San Giovenale fu amico e conversatore di Sant’Euthymios il Grande. Durante il servizio arcivescovile di San Giovenale, la Chiesa d’Oriente fu turbata da pericolosi falsi insegnamenti, che egli contrastò con zelo pastorale, salvaguardando il gregge di Cristo.
Il Terzo Concilio Ecumenico fu convocato nella città di Efeso nel 431. Esso condannò l’eresia di Nestorios, che era contraria all’insegnamento ortodosso circa la natura divina di Gesù Cristo. San Cirillo di Alessandria (9 giugno) presiedette questo Concilio, e tra i suoi collaboratori vi era il Patriarca Giovenale.

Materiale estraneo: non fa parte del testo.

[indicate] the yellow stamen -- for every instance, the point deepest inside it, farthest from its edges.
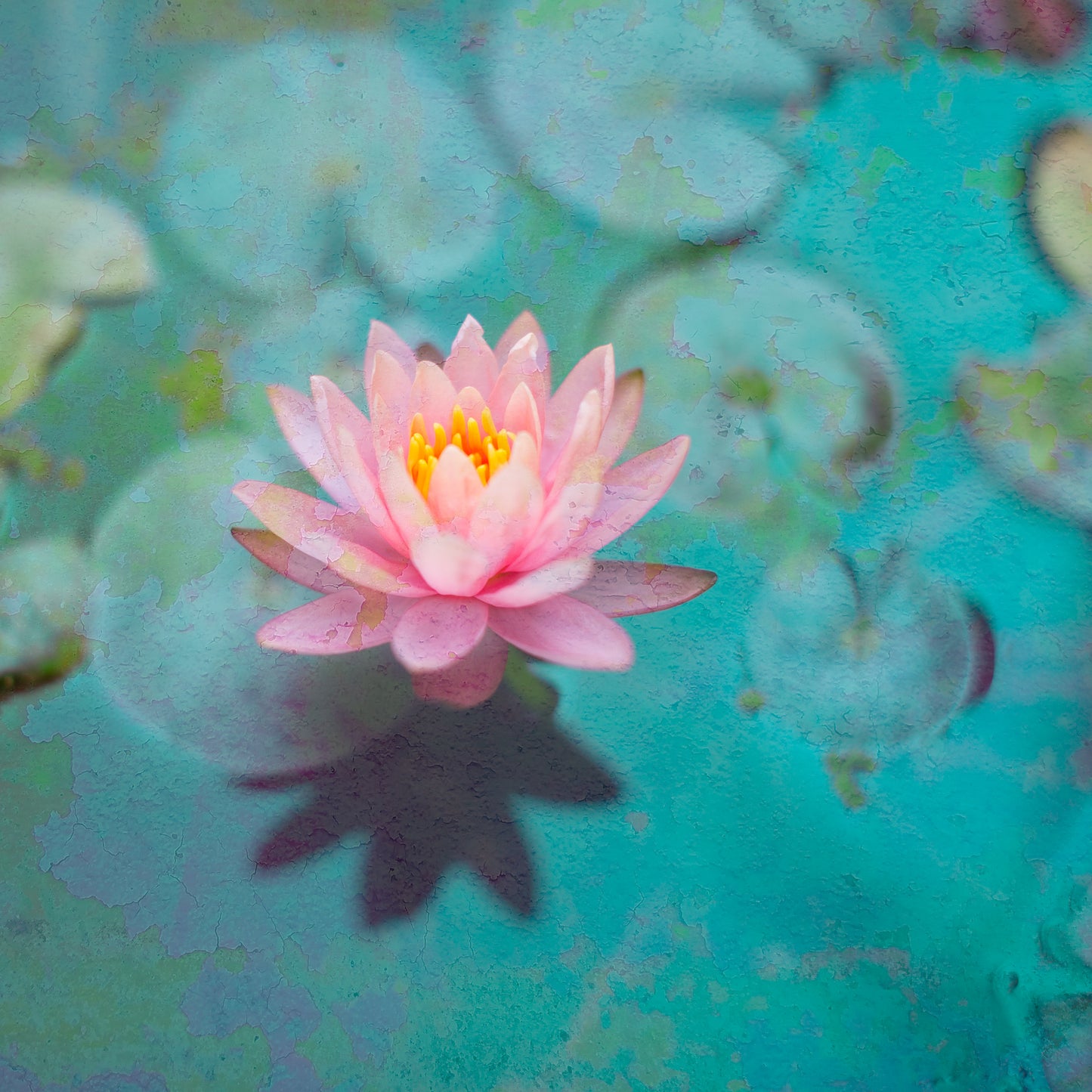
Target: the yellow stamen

Nel 451 il Quarto Concilio Ecumenico si riunì nella città di Calcedonia. Esso condannò l’eresia eutichiana [monofisita], che insegnava che la natura umana in Cristo era stata completamente inghiottita e assorbita dalla natura divina. I Santi Padri, tra i quali San Giovenale, condannarono l’eresia di Eutychios e affermarono la dottrina ortodossa dell’unione di due nature nel Signore Gesù Cristo, la divina e l’umana, senza separazione e senza mescolanza. Gli eretici, tuttavia, continuarono a confondere le menti dei cristiani.
A capo degli eretici stava Theodosios, che viveva a Gerusalemme, e che aveva attratto alla sua parte Eudokia, la vedova dell’imperatore Theodosios il Giovane (+ 450), che viveva a Gerusalemme. Egli esigeva che il Patriarca Giovenale ripudiasse il Concilio di Calcedonia; vale a dire, che rinunciasse al dogma ortodosso delle due nature in Cristo.
San Giovenale non acconsentì ad abbracciare la menzogna, e confessò con coraggio la dottrina calcedonese davanti agli eretici. Theodosios e i suoi seguaci deposero allora il Patriarca Giovenale dal trono patriarcale. Il Santo fuggì a Costantinopoli, presso il Patriarca Anatolios (3 luglio) e l’imperatore Marciano. L’eretico Theodosios, sotto il patronato di Eudokia, occupò il trono patriarcale in Palestina, ma solo per venti mesi. L’imperatore Marciano, che teneva in grande stima San Giovenale, lo reinsediò nuovamente sul trono patriarcale, e così il Santo Confessore ritornò a Gerusalemme.
Il Santo si adoperò molto per ristabilire la pace della Chiesa. Su suggerimento di San Simeone lo Stilita, l’imperatrice Eudokia si pentì davanti a San Giovenale e ritornò alla comunione con gli Ortodossi. Una gran parte del gregge di Gerusalemme, che era stato fuorviato dagli eretici, la seguì. Dopo aver sconfitto le perniciose eresie, e aver ristabilito l’unità di pensiero e l’ordine, il Patriarca Giovenale si addormentò in pace tra il suo fedele gregge, dopo aver servito come vescovo per trentotto anni.